Abstract

Hepatocellular carcinoma (HCC) is one of the highly malignant and frequent cancers in the world, with a high incidence of extrahepatic metastasis. However, HCC metastasizing to the brain is rare, and isolated involvement of the pituitary and skull base even more infrequent. Such cases may initially present as pituitary adenomas. Differentiation between primary pituitary tumors and metastatic masses is usually done on the basis of clinical presentations, with adenomas commonly being associated with visual field defects and anterior pituitary dysfunction, whereas metastatic masses usually being accompanied by diabetes insipidus (DI), although few cases of cranial nerves involvement and visual defects being the inital manifestation have been reported. Here we describe an extremely rare incidence of metastatic HCC to the sellar and infrasellar region mimicking a pituitary macroadenoma with initial presentations of diplopia, right eyelid drop, generalised body weakness and severe headache as a result of intracerebral bleed with compression of the right 3rd cranial nerve.
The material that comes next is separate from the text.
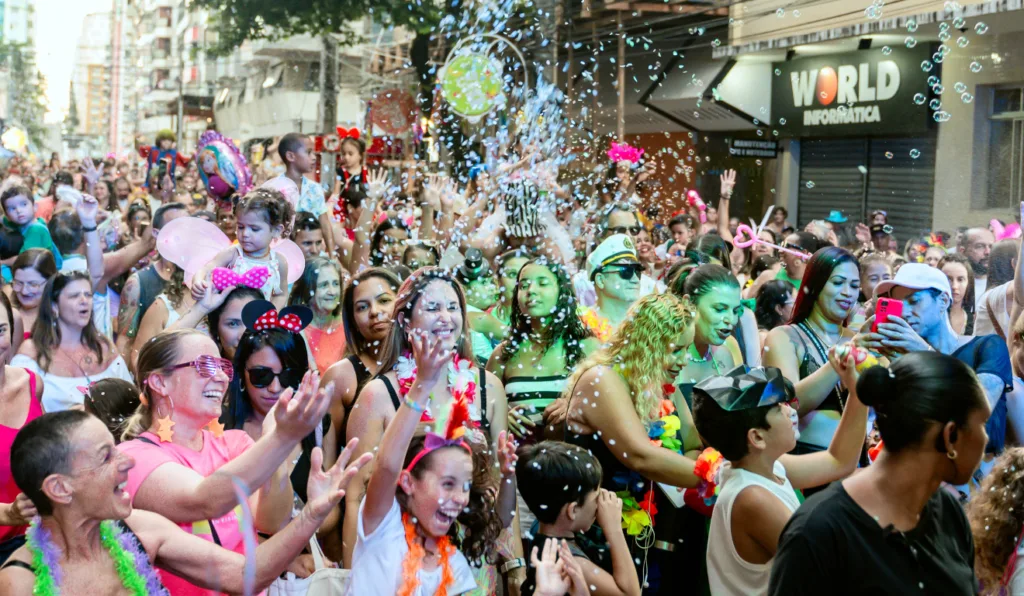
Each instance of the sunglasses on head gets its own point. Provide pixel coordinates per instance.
(627, 272)
(261, 377)
(208, 366)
There were no other signs and symptoms suggesting liver being the primary tumor site. Magnetic resonance imaging (MRI) of the brain was suggestive of a pituitary macroadenoma and the patient subsequently underwent endoscopic decompression and biopsy of the mass. Histopathology and immunohistochemistry (IHC) of the tumor were diagnostic of metastatic HCC. Follow up investigations revealed the primary liver tumor with no other sites of metastasis. The patient was put on Sorafenib followed by whole brain radiation therapy (WBRT), which resulted in transient improvement, but eventually he succumbed to his rapidly progressive disease.